Demo: SDP Python API¶

Activate Virtual Environment

Follow Demo: Create Virtual Environment for Python Client before getting started with this demo.

In a terminal, start a Spark Connect Server.

./sbin/start-connect-server.sh

It will listen on port 15002.

Monitor Logs

tail -f logs/*org.apache.spark.sql.connect.service.SparkConnectServer*.out

Start PySpark Shell¶

Start a Spark Connect-enabled PySpark shell.

$SPARK_HOME/bin/pyspark --remote sc://localhost:15002

from pyspark.pipelines.spark_connect_pipeline import create_dataflow_graph
dataflow_graph_id = create_dataflow_graph(
  spark,
  default_catalog=None,
  default_database=None,
  sql_conf=None,
)

# >>> print(dataflow_graph_id)
# 3cb66d5a-0621-4f15-9920-e99020e30e48

from pyspark.pipelines.spark_connect_graph_element_registry import SparkConnectGraphElementRegistry
registry = SparkConnectGraphElementRegistry(spark, dataflow_graph_id)

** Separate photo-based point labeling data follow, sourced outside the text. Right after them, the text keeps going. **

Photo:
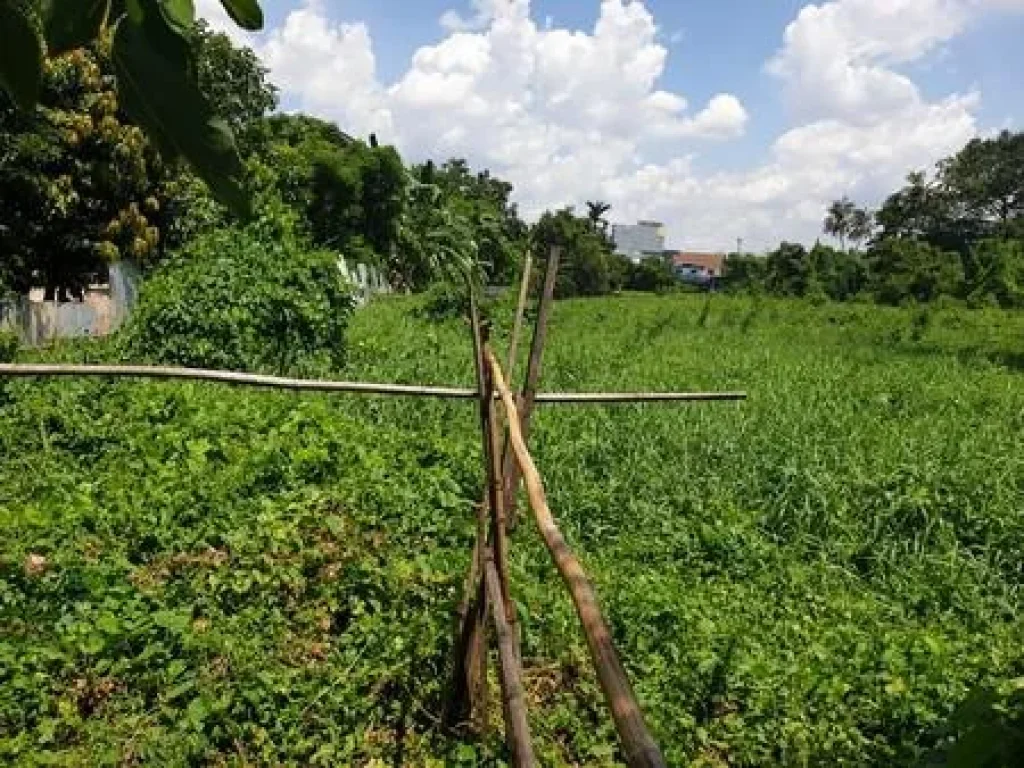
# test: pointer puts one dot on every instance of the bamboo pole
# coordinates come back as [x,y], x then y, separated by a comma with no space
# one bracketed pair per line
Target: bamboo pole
[467,690]
[639,748]
[517,725]
[528,395]
[520,310]
[27,370]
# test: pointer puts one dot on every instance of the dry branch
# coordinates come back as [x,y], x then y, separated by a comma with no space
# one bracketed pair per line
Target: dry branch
[515,697]
[520,310]
[525,401]
[639,748]
[19,370]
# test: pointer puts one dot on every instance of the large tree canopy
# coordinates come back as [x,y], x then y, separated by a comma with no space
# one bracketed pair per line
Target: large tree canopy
[82,185]
[154,55]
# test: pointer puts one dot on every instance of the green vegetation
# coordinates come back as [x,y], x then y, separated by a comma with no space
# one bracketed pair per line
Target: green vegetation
[827,573]
[230,301]
[152,47]
[958,236]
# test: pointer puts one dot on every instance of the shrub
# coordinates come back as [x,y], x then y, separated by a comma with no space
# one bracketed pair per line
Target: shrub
[232,301]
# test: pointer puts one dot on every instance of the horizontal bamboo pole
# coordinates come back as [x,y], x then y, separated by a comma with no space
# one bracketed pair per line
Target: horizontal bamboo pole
[639,748]
[515,696]
[16,370]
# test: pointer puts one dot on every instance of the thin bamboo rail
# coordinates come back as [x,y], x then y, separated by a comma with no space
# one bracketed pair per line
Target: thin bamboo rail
[29,370]
[639,748]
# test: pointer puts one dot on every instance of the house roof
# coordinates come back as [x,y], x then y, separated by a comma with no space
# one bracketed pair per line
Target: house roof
[710,261]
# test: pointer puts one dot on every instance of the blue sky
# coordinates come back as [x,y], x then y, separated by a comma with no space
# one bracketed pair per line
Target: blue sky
[726,119]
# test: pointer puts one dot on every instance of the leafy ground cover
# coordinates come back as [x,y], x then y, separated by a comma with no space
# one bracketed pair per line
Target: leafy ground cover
[819,576]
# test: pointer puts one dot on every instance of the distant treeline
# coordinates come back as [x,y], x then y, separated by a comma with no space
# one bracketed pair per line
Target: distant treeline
[958,233]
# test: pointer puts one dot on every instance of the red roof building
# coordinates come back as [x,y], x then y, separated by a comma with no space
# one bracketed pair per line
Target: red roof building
[712,264]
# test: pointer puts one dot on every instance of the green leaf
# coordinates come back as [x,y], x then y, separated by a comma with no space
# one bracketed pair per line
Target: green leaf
[178,13]
[246,13]
[20,53]
[73,24]
[168,103]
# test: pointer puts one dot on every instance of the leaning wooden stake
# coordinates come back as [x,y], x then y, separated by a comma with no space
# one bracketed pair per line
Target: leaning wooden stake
[639,748]
[520,311]
[467,689]
[526,399]
[517,726]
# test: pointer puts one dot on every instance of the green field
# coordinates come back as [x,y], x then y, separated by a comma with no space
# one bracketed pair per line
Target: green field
[818,576]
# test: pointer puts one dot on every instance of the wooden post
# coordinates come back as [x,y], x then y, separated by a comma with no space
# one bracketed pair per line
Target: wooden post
[520,311]
[529,384]
[516,724]
[467,689]
[639,748]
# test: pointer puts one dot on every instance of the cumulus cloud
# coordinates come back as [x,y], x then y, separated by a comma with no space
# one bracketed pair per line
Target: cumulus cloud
[569,115]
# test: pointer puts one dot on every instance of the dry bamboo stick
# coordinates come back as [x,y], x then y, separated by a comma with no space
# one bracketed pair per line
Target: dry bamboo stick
[520,311]
[639,748]
[527,397]
[19,370]
[515,697]
[467,690]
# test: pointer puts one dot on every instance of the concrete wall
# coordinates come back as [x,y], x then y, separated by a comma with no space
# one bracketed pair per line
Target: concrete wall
[104,308]
[368,281]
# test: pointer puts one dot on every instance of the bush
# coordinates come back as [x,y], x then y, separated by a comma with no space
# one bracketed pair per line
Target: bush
[997,266]
[232,301]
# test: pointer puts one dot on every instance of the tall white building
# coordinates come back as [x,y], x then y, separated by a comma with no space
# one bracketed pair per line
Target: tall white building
[639,241]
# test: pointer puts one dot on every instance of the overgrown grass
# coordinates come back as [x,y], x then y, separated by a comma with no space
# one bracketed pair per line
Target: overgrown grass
[817,576]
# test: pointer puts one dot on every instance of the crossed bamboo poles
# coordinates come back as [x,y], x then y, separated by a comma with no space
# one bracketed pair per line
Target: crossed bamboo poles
[487,592]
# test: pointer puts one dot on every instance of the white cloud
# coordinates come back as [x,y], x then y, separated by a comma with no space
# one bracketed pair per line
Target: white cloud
[569,115]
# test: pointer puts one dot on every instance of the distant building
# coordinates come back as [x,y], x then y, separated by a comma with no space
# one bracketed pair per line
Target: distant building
[639,241]
[697,268]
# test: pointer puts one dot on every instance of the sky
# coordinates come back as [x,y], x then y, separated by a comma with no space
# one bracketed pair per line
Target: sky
[727,120]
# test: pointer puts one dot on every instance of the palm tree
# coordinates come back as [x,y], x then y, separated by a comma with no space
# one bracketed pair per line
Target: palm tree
[861,225]
[839,220]
[595,212]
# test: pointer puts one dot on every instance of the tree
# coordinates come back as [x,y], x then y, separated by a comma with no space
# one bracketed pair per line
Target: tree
[790,271]
[481,202]
[986,180]
[841,274]
[997,266]
[744,272]
[839,219]
[235,83]
[595,213]
[79,187]
[906,268]
[586,260]
[861,225]
[155,61]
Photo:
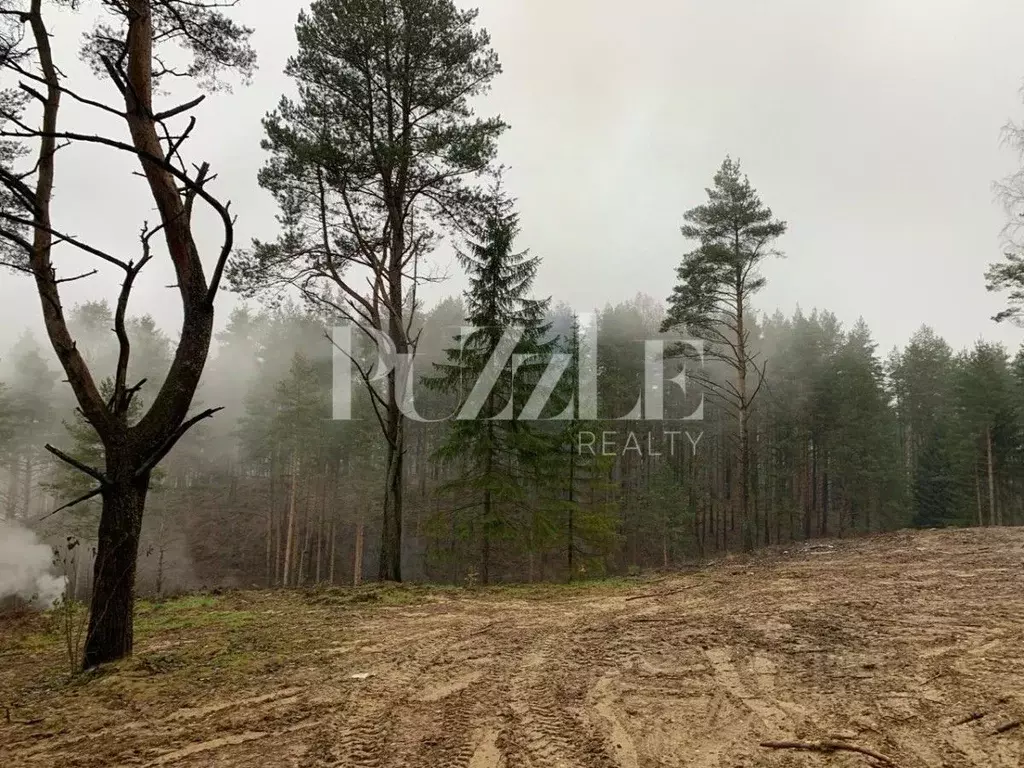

from pyspark import pipelines as dp

from pyspark.pipelines.graph_element_registry import graph_element_registration_context
with graph_element_registration_context(registry):
  dp.create_streaming_table("demo_streaming_table")

You should see the following INFO message in the logs of the Spark Connect Server:

INFO PipelinesHandler: Define pipelines dataset cmd received: define_dataset {
  dataflow_graph_id: "3cb66d5a-0621-4f15-9920-e99020e30e48"
  dataset_name: "demo_streaming_table"
  dataset_type: TABLE
}